Vale frisar que antes de vestir a camisa rubro-negra, o meio-campista passou por campeonatos extremamente competitivos e defendeu clubes como Chelsea e Arsenal. Foram anos enfrentando alguns dos melhores jogadores do mundo e participando de partidas em que qualquer erro poderia custar caro. Uma experiência desse tamanho não desaparece simplesmente quando um atleta troca de continente.
Para mim, justamente esse conhecimento acumulado é uma das maiores contribuições que o veterano oferece ao time carioca. Nem sempre sua participação precisa aparecer em um gol, uma assistência ou uma jogada que viralize depois da partida. Existe muito valor na maneira como ele ocupa os espaços, oferece uma opção para receber a bola e tenta dar sequência às jogadas sem transformar cada posse em uma situação de risco.

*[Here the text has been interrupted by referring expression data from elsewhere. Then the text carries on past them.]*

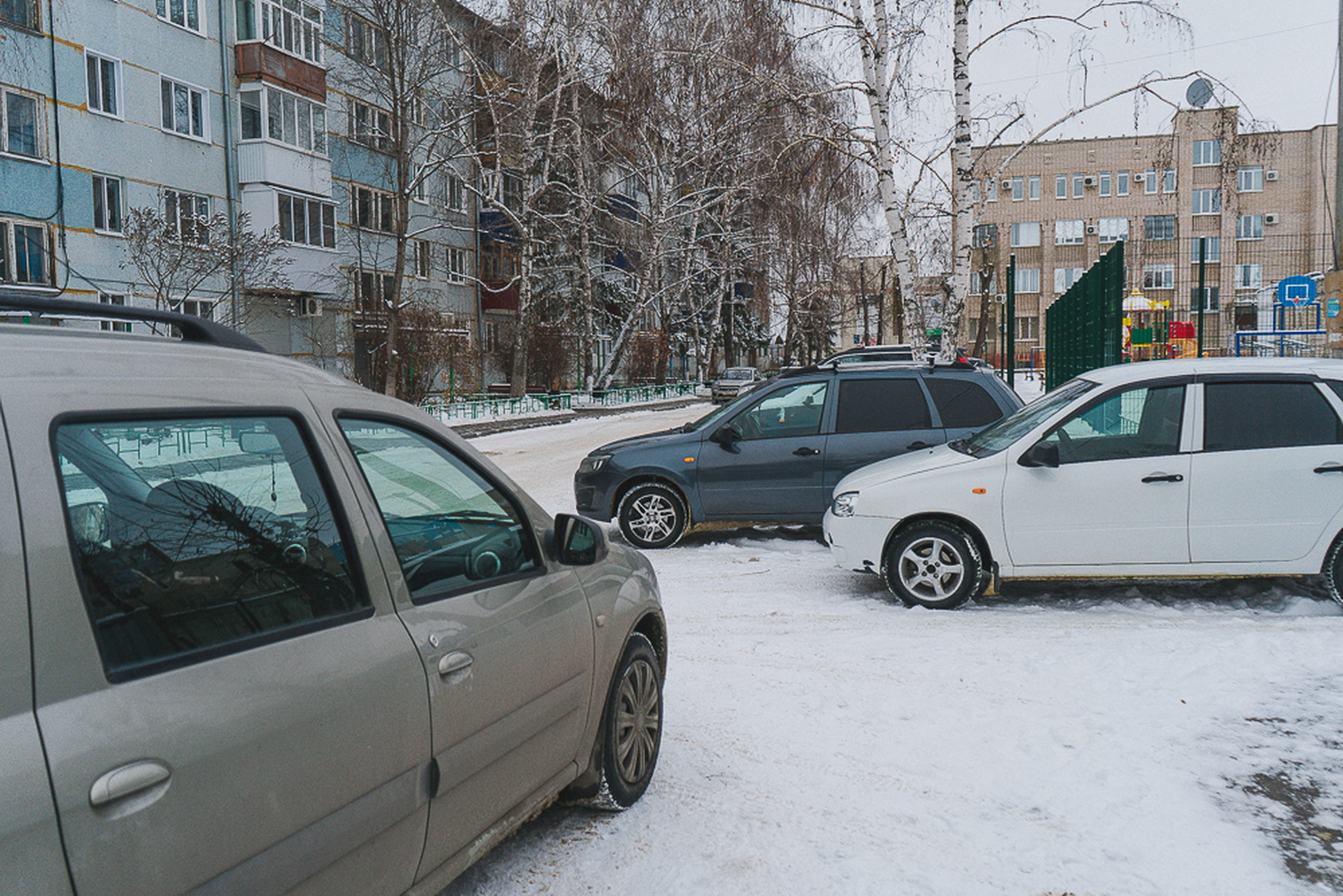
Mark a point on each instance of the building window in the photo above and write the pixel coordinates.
(1249, 276)
(120, 301)
(372, 209)
(19, 123)
(1028, 279)
(458, 265)
(1159, 227)
(1069, 233)
(1112, 230)
(1214, 249)
(187, 215)
(306, 222)
(368, 125)
(295, 27)
(183, 109)
(107, 203)
(289, 120)
(104, 78)
(1025, 234)
(1208, 201)
(365, 42)
(1065, 277)
(24, 254)
(1211, 301)
(21, 13)
(1158, 276)
(1208, 152)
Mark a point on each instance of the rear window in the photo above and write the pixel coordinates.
(962, 402)
(881, 405)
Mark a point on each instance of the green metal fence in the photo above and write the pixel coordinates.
(1084, 328)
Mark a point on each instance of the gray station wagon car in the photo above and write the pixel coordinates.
(266, 632)
(775, 455)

Jorginho oferece dinâmica diferente ao meio do Flamengo
Aos 34 anos, naturalmente estamos falando de um jogador em uma etapa diferente da carreira, mas sua principal característica nunca esteve ligada exclusivamente à explosão. Ele construiu seu espaço na Europa justamente sendo um meio-campista capaz de pensar rápido, organizar o setor e compensar determinadas limitações através da leitura de jogo.
No Fla, isso pode ser ainda mais importante. Um elenco recheado de jogadores técnicos precisa também de atletas que entendam quando acelerar e quando controlar uma partida. Em determinados momentos, ter alguém acostumado durante anos ao nível de exigência no futebol europeu.

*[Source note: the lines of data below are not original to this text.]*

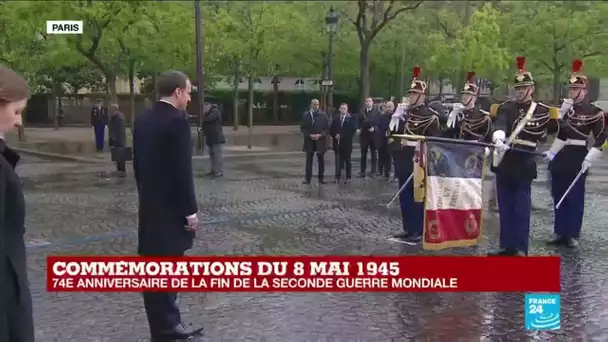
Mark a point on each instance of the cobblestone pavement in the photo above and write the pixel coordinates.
(261, 208)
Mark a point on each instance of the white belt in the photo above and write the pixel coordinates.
(524, 143)
(576, 142)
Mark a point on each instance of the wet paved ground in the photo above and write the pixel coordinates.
(262, 208)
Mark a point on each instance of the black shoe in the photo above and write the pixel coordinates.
(179, 332)
(571, 243)
(557, 240)
(503, 252)
(402, 236)
(414, 238)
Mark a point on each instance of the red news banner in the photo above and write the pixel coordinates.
(303, 274)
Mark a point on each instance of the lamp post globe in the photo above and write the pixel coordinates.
(332, 27)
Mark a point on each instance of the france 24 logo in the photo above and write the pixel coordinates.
(542, 311)
(64, 26)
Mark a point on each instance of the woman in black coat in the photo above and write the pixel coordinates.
(16, 321)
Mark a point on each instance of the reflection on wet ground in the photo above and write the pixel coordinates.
(260, 207)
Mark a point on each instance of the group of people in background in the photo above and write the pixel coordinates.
(370, 125)
(516, 130)
(116, 123)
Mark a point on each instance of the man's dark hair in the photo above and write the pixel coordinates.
(168, 81)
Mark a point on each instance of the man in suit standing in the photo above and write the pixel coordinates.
(384, 153)
(314, 127)
(162, 148)
(16, 319)
(117, 131)
(342, 131)
(99, 120)
(369, 136)
(214, 137)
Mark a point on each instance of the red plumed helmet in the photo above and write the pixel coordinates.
(521, 62)
(470, 75)
(577, 66)
(416, 72)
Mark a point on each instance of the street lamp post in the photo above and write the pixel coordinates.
(200, 89)
(332, 28)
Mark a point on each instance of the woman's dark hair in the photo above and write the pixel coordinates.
(168, 81)
(13, 87)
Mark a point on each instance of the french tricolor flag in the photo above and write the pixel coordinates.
(454, 196)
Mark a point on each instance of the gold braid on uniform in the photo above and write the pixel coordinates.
(536, 125)
(417, 125)
(576, 121)
(471, 126)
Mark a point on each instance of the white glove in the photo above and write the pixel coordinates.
(453, 117)
(566, 106)
(499, 136)
(548, 156)
(396, 117)
(585, 166)
(501, 147)
(593, 155)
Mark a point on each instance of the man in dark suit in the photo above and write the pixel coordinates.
(315, 127)
(384, 153)
(117, 131)
(369, 137)
(99, 120)
(214, 137)
(162, 148)
(16, 321)
(342, 131)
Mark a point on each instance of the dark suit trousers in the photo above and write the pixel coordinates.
(384, 160)
(320, 165)
(162, 311)
(343, 162)
(19, 307)
(367, 146)
(121, 166)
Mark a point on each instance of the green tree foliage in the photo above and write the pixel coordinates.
(377, 43)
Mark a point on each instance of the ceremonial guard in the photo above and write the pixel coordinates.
(471, 122)
(522, 124)
(569, 157)
(414, 118)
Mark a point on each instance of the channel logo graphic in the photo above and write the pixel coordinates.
(542, 311)
(64, 26)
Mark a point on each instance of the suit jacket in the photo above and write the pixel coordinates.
(99, 116)
(369, 119)
(346, 130)
(17, 300)
(315, 123)
(162, 163)
(383, 127)
(117, 130)
(212, 126)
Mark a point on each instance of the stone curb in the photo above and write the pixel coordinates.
(72, 158)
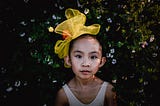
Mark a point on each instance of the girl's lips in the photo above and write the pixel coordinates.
(85, 72)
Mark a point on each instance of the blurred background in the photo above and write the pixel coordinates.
(31, 74)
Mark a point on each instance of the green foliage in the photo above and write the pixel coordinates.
(130, 35)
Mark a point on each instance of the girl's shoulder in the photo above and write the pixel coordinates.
(110, 95)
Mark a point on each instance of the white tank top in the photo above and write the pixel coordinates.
(98, 101)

Outro ponto que chama minha atenção é como essa experiência pode aparecer nos jogos mais importantes. Partidas decisivas normalmente oferecem menos espaço, aumentam a pressão e exigem decisões rápidas. Jorginho passou boa parte da carreira inserido exatamente nesse ambiente. Por isso, considero que seu peso dentro do Flamengo pode ser ainda maior quando o calendário colocar a equipe diante das situações mais complicadas.
Volante vem sendo crucial para Leonardo Jardim
Por fim, não vejo o medalhão simplesmente como um nome que decidiu retornar ao Brasil depois de muitos anos na Europa. O mais importante é perceber que ainda existe futebol para acompanhar o currículo. Para o Mais Querido, contar com essa bagagem aliada à qualidade técnica vem fazendo bastante diferença.